We are almost always in favor of the public gaining access to as much information as possible, and the recent announcement by the Delaware Department of Justice and the Delaware State Police regarding upgrades to the state’s Sex Offender Web site certainly falls into the favorable category.
Officials announced that there will be new search criteria on the site, including an offender vehicle registration search, offender e-mail search, a “real-time” wanted sex-offender search and neighborhood mapping capabilities that provide visual aids to determine proximity to offenders.
In addition to the enhanced search capabilities, there is also a new initiative to require sex offenders who were convicted prior to 1994 to be placed on the State Sex Offender Registry. That was the year Delaware originally enacted its sex-offender registry law. More than 900 sex offenders have been identified who now must register with the state, according to officials.
These changes were a combined effort among the Attorney General’s office, the Delaware State Police, Delaware Child Predator Task Force, Department of Technology and Information, and Delaware Justice Information System.

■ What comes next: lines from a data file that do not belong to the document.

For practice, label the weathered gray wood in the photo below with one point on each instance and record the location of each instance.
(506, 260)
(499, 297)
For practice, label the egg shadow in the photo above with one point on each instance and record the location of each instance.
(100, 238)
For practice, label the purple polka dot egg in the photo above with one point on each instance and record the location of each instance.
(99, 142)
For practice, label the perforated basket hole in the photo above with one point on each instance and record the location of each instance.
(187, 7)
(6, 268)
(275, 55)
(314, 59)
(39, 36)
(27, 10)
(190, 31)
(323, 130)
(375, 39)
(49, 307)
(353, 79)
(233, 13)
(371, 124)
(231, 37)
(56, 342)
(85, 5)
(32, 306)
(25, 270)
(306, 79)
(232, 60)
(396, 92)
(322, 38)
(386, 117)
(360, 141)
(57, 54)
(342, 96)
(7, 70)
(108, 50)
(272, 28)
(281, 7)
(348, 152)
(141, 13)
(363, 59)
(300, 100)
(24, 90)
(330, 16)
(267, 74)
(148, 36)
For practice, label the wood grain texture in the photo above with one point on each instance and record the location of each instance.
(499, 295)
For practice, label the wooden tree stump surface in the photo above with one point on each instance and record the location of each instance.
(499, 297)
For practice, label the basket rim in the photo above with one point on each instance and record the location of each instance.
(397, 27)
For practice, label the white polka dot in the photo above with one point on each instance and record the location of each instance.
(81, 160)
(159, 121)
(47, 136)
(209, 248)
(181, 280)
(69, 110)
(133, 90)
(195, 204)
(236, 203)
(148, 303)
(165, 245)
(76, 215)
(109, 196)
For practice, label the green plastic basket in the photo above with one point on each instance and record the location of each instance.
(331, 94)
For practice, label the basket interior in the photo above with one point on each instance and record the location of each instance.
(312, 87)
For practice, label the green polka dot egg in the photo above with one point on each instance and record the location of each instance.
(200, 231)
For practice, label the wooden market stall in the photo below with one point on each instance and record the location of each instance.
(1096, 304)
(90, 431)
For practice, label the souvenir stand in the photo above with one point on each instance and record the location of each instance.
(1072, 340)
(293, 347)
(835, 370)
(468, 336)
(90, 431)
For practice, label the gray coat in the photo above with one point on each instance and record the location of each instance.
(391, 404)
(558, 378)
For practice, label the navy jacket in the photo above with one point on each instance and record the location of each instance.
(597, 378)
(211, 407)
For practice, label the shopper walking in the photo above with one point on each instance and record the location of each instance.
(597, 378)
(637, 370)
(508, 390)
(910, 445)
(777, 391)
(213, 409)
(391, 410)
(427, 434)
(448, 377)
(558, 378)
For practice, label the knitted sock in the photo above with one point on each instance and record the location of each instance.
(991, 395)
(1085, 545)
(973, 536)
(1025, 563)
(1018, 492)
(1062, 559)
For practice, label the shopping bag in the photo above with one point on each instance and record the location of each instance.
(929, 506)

“This is a great example of how agencies can work together to enhance public safety and help parents protect their children,” said Gov. Jack Markell.
And that’s what this is about. Critics of sex-offender registries across the nation have stated that it violates the privacy rights of offenders, and that it leads to violence or other actions against those who find themselves on the list. While we certainly don’t condone any action against the registered offenders, we instead see this is a tool for parents, rather than a platform to single out offenders.
“Sexual crimes against children and adults devestate families and communities,” said Chief Deputy Attorney General Richard S. Gebelein. “Our enhanced registry and the closing of a loophole in the registration requirements give Delawareans more information to protect themselves and their loved ones.”
The Internet has provided many sex offenders a means to contact potential victims and establish relationships. It only makes sense that it also provides people the opportunity to protect their loved ones through sheer information and facts.
We applaud the state for taking this matter seriously, and doing what it can to help families.